Павлик вздрогнул от неожиданности и обернулся. Хозяин кабинета протягивал ему бокал с коричневой жидкостью и с интересом смотрел на своего гостя.

– Угу, – он пригубил из бокала и поцокал языком, уважительно вытянув губы трубочкой. – Бомба, а не картина! Я вот только понять не могу, то ли она падает, а они ее удержать пытаются, то ли наоборот, сковырнуть хотят, а она – ни в какую.
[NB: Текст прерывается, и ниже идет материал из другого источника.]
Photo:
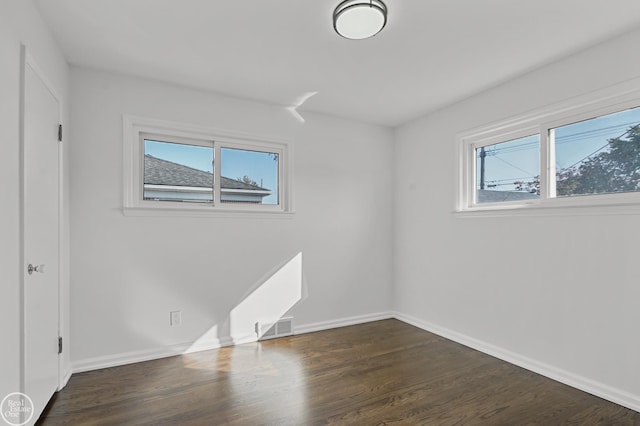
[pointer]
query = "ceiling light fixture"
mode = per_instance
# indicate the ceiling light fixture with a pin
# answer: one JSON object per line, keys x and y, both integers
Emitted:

Игорь Сергеевич тоже отпил из своего бокала, так же одобрительно цокнул языком и повернулся к предмету обсуждения.

– Да, мы с Танюшей уже голову ломали по этому поводу, но к общему знаменателю так и не пришли. Странная картина, конечно… Тревожная, если так выразиться можно, – он снова сделал маленький глоток коньяка и приглашающе повел рукой в сторону кресла. Павлик направился к своему месту.

– Точно! Вот и у меня сразу такое впечатление! Тревога какая-то внутренняя, – он отхлебнул из бокала и одобрительно сморщился, – но и экспрессия тут – будь здоров! Словно бы конец мира художник передать хотел… Как он видит его…

Щека Игоря Сергеевича заметно дернулась, и он как-то странно посмотрел на собеседника.

– Да, приблизительно такое же впечатление и у нас с Танюшей возникло.

Павлик снова перевел взгляд на картину, а потом с интересом посмотрел на хозяина кабинета.

– А что за автор-то? Художник, в смысле?

– Художник-то? А этого, молодой человек, никто не знает. Картина работы неизвестного мастера, одним словом, – Игорь Сергеевич неопределенно взмахнул рукой и улыбнулся.

– А купили хоть где? – Павлик с интересом переводил взгляд с собеседника на картину за его спиной.

– Танюша купила, – задумчиво пояснил Игорь Сергеевич, словно припоминая подробности, – в Мексике.

– В Мексике?.. – Павлик дернулся в кресле и чуть не расплескал свой коньяк. – Да вы что?!.

Игорь Сергеевич удивленно посмотрел на него.

– В Мексике, Павел, в Мексике. А что вас поразило-то то так?

Однако в ответ тот неопределенно мотнул головой.

– Да это я так… Ассоциации кое-какие возникли, вот и спросил…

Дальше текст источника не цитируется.